Like we said this isn’t going to be easy by any means and we haven’t mentioned that once Tyler gets here that creates another problem as Tyler can produce equally good outcomes at a much cheaper price point. And let’s not forget this is not about results this is all about money. Heck there is nothing to prevent a Tyler company from using the nuclear option.

Want to make things even more complex think of what would happen if one of our friends in the Valley, friends that have boatloads of cash on hand goes nuclear. Think about Google, Apple or Amazon using the nuclear option. See these companies view this as battle over platforms and they can afford to take loses to expand their respective platforms. They can afford to take loses while they build their installed base. They understand that ultimately this isn’t about way cool whiz bang this all about who has the most patients on their platform.

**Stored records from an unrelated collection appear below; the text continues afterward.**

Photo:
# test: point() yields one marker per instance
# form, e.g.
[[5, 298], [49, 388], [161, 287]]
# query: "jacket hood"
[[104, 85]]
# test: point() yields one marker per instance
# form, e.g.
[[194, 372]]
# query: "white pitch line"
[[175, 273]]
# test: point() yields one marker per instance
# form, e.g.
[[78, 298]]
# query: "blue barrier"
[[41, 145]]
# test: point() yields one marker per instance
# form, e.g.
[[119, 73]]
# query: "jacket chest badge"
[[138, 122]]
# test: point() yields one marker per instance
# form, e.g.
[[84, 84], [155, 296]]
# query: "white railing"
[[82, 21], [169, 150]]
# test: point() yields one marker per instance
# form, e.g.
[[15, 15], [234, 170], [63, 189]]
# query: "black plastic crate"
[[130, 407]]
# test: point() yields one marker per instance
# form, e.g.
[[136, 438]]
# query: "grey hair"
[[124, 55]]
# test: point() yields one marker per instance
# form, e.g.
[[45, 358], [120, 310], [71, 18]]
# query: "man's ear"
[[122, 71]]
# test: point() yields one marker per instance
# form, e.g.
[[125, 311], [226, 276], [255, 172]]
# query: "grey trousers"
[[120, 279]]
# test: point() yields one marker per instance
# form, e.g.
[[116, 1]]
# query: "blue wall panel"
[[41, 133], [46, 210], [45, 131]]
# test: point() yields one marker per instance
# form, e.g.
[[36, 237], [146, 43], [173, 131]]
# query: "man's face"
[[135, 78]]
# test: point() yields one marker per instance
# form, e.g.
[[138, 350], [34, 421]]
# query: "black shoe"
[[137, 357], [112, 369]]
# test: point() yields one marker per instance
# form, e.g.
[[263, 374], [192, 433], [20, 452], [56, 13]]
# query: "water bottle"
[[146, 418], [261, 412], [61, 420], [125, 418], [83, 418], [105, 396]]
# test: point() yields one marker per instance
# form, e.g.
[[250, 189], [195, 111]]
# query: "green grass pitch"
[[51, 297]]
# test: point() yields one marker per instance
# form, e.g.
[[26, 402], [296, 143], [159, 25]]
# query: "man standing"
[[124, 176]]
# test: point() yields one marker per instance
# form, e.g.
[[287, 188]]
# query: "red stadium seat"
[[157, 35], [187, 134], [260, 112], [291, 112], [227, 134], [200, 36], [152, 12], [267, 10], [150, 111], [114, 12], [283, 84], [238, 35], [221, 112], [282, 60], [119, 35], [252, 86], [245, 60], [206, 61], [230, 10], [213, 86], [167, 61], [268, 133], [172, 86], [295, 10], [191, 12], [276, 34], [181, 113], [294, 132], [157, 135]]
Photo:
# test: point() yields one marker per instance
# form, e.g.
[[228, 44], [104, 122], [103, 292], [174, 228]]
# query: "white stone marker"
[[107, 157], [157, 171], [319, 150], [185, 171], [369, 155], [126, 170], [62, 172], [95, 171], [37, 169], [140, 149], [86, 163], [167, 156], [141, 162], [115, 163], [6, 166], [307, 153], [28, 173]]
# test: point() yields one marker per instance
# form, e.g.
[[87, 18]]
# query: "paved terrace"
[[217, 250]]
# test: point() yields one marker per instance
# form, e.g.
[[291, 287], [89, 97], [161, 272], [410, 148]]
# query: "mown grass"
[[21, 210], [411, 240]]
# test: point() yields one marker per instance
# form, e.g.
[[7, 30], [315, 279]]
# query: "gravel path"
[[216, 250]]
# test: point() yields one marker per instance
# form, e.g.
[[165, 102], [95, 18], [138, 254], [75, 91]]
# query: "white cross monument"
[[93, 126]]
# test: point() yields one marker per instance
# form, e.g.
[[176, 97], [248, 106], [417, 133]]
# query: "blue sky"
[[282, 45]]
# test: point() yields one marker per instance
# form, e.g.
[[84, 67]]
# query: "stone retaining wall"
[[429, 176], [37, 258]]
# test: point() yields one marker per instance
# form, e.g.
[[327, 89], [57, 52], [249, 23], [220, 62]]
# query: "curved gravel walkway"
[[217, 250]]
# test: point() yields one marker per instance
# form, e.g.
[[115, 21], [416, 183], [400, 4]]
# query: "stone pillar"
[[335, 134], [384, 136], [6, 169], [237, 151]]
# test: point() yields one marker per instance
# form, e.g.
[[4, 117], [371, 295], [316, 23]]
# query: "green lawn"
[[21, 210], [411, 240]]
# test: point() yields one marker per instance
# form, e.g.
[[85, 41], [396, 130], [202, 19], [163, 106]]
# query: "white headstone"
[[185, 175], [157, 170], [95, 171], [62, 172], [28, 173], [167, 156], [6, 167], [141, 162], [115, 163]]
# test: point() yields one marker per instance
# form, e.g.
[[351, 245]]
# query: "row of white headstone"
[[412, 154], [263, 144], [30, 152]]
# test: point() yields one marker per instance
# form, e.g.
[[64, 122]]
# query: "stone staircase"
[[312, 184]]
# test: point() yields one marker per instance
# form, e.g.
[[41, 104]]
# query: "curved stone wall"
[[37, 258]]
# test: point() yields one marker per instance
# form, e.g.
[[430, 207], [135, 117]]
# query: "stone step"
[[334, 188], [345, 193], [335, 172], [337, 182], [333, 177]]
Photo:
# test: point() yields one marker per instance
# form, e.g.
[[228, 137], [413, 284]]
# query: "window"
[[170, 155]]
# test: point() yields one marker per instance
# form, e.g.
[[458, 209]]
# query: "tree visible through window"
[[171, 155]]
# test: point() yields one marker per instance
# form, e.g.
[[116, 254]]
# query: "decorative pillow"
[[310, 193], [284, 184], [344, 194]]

The fact is healthcare is undergoing a seismic shift and not just because companies like Google, Apple and Amazon have entered the market. The reality is going 100% at risk is no longer a pipedream. Thanks to technology we now have access to data which tells whether the patient is achieving control, we know when and how often they are in range. It is now possible thanks to this technology to prove that the technology works. It also opens the door or perhaps a Pandora’s Box to whole new way of getting paid.

We have long contended that outcomes-based reimbursement would become a reality. That outcomes-based reimbursement would forever change the diabetes management paradigm. It will also change forever how and when healthcare is paid for.

Like we said this isn’t going to be easy.